SAM 3D Body: Robust Full-Body Human Mesh Recovery
Xitong Yang, Devansh Kukreja, Don Pinkus, Anushka Sagar, Taosha Fan, Jinhyung Park, Soyong Shin, Jinkun Cao, Jiawei Liu, Nicolas Ugrinovic, Matt Feiszli, Jitendra Malik, Piotr Dollar, Kris Kitani
TL;DR
SAM 3D Body (3DB) tackles single-image full-body 3D human mesh recovery by decoupling skeletal pose from body shape with Momentum Human Rig (MHR) and enabling promptable inference through 2D keypoints and masks. The model uses a shared image encoder with separate body and hand decoders and a rich prompt token system to unify body and hand estimation, while a large-scale data engine and multi-stage annotation pipeline provide diverse, high-quality supervision.
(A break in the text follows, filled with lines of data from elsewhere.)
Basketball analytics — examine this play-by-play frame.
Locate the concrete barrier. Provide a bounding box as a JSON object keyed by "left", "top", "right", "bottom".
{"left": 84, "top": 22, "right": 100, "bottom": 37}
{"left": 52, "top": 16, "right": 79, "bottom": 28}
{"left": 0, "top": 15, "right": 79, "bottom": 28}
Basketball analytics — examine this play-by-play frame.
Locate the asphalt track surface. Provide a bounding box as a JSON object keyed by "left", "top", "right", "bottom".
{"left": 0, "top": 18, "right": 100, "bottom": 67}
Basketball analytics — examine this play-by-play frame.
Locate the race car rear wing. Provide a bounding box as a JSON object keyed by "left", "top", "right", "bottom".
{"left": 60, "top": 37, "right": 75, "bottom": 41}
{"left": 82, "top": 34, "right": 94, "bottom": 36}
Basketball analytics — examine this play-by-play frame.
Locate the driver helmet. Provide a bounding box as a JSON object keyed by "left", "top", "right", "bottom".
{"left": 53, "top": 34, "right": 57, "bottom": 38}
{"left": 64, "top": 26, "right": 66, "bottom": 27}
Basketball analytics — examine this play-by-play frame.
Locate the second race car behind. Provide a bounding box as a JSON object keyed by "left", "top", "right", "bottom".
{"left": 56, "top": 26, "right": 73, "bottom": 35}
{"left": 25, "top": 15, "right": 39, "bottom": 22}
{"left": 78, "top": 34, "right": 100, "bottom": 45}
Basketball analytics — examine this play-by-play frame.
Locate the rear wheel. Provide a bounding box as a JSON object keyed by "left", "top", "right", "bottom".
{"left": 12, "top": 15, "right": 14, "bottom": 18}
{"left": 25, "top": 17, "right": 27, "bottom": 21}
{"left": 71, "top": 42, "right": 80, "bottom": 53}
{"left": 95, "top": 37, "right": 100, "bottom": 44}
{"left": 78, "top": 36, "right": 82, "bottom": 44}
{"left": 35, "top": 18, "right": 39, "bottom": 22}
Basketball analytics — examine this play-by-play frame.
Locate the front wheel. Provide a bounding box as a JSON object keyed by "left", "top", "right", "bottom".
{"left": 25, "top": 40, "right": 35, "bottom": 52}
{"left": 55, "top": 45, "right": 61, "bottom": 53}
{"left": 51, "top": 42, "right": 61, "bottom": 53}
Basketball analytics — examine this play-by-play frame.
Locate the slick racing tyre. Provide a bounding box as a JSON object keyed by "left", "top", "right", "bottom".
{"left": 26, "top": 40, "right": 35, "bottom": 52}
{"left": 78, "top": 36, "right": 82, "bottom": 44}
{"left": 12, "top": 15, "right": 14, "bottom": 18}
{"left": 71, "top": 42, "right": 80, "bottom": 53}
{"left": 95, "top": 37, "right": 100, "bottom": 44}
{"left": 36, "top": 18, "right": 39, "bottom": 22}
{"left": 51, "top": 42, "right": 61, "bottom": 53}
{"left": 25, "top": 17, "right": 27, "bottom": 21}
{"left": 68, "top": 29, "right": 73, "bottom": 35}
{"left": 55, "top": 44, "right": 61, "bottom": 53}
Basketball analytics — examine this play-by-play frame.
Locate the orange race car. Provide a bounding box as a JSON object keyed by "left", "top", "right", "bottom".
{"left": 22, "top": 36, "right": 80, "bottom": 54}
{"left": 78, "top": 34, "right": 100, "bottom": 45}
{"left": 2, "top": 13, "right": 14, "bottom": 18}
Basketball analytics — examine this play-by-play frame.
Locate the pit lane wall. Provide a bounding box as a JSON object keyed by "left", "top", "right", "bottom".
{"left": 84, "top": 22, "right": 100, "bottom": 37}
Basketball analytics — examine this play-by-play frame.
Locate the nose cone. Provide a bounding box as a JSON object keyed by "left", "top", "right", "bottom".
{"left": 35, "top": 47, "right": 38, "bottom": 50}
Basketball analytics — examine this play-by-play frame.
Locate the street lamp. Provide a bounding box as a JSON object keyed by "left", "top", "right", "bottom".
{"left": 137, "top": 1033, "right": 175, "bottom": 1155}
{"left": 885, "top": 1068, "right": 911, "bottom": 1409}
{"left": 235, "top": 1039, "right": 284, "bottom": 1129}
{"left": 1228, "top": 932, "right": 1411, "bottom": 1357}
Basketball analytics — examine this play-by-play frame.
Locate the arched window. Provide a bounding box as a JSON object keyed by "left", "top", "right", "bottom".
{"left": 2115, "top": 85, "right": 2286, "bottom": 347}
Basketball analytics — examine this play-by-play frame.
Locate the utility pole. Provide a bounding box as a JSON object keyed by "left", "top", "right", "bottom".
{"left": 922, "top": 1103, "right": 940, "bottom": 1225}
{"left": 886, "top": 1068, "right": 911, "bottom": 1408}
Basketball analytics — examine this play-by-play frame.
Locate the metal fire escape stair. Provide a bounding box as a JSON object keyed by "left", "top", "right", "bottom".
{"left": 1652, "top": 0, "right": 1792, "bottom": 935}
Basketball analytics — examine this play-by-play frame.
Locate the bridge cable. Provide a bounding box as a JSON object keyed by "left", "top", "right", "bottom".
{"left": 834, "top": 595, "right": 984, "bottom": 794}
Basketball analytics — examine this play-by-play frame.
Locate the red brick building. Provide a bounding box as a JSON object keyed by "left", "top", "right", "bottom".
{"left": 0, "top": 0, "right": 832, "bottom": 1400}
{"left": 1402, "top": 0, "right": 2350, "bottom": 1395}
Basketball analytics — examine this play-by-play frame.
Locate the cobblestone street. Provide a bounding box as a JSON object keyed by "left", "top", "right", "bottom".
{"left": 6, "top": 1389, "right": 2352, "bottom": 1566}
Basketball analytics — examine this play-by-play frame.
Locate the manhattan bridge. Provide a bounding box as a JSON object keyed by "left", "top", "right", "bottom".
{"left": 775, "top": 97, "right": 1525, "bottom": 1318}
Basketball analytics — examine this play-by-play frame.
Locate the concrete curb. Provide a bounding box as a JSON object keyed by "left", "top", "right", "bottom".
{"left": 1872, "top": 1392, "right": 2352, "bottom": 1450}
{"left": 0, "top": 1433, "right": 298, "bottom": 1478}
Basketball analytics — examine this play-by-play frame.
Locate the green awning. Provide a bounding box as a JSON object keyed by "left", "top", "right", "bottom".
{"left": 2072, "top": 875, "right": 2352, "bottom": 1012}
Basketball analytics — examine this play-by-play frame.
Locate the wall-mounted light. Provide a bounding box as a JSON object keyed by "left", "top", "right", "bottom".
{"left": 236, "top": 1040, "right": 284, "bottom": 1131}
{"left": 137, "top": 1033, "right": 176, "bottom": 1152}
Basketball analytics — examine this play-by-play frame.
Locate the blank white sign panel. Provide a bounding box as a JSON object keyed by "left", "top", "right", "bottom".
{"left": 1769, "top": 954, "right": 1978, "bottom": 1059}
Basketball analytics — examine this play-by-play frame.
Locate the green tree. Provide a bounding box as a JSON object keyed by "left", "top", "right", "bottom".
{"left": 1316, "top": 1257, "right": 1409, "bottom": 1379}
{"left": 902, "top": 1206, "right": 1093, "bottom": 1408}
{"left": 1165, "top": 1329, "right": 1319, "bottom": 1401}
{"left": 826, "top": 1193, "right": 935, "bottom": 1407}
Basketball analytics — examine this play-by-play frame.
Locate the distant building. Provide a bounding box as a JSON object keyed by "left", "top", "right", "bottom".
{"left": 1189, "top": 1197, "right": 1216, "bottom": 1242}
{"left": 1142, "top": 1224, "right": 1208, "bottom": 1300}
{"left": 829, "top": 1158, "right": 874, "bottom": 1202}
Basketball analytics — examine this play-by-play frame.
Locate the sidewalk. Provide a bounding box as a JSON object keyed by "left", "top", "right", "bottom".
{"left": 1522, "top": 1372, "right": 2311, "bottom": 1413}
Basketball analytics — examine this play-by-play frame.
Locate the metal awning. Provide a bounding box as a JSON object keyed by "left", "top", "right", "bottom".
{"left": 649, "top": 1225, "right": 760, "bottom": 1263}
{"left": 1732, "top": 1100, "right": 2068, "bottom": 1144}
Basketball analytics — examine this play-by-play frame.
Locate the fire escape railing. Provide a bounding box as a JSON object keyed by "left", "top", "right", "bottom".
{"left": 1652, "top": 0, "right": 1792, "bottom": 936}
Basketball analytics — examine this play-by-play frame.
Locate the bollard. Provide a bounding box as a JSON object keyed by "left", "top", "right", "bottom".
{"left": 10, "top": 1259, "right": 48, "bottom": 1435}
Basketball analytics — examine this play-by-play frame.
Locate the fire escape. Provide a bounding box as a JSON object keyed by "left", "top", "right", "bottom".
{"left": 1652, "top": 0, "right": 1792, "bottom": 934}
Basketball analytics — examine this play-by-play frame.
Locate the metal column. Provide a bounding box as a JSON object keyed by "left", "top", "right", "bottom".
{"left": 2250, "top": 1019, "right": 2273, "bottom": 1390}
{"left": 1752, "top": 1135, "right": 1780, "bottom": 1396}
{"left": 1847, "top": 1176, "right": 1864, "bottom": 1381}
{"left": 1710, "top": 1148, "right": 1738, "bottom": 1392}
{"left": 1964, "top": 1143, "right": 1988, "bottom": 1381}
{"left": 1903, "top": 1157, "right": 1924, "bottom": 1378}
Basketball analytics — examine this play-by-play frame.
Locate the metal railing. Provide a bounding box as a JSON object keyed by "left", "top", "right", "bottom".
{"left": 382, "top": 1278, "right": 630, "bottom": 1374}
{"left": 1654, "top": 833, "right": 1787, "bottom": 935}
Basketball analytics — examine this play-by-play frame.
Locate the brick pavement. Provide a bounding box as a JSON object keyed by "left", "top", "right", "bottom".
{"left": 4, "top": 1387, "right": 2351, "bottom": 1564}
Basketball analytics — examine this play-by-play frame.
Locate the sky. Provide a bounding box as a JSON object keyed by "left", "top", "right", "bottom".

Extensive evaluations show state-of-the-art generalization on standard benchmarks, strong hand pose accuracy, and robust performance across new, out-of-domain datasets, backed by a large human-subject preference study. The work highlights the practical impact of interactive prompting and diverse supervision for robust, real-world full-body HMR, and it releases both 3DB and MHR as open source.
Abstract
We introduce SAM 3D Body (3DB), a promptable model for single-image full-body 3D human mesh recovery (HMR) that demonstrates state-of-the-art performance, with strong generalization and consistent accuracy in diverse in-the-wild conditions. 3DB estimates the human pose of the body, feet, and hands. It is the first model to use a new parametric mesh representation, Momentum Human Rig (MHR), which decouples skeletal structure and surface shape. 3DB employs an encoder-decoder architecture and supports auxiliary prompts, including 2D keypoints and masks, enabling user-guided inference similar to the SAM family of models. We derive high-quality annotations from a multi-stage annotation pipeline that uses various combinations of manual keypoint annotation, differentiable optimization, multi-view geometry, and dense keypoint detection. Our data engine efficiently selects and processes data to ensure data diversity, collecting unusual poses and rare imaging conditions. We present a new evaluation dataset organized by pose and appearance categories, enabling nuanced analysis of model behavior. Our experiments demonstrate superior generalization and substantial improvements over prior methods in both qualitative user preference studies and traditional quantitative analysis. Both 3DB and MHR are open-source.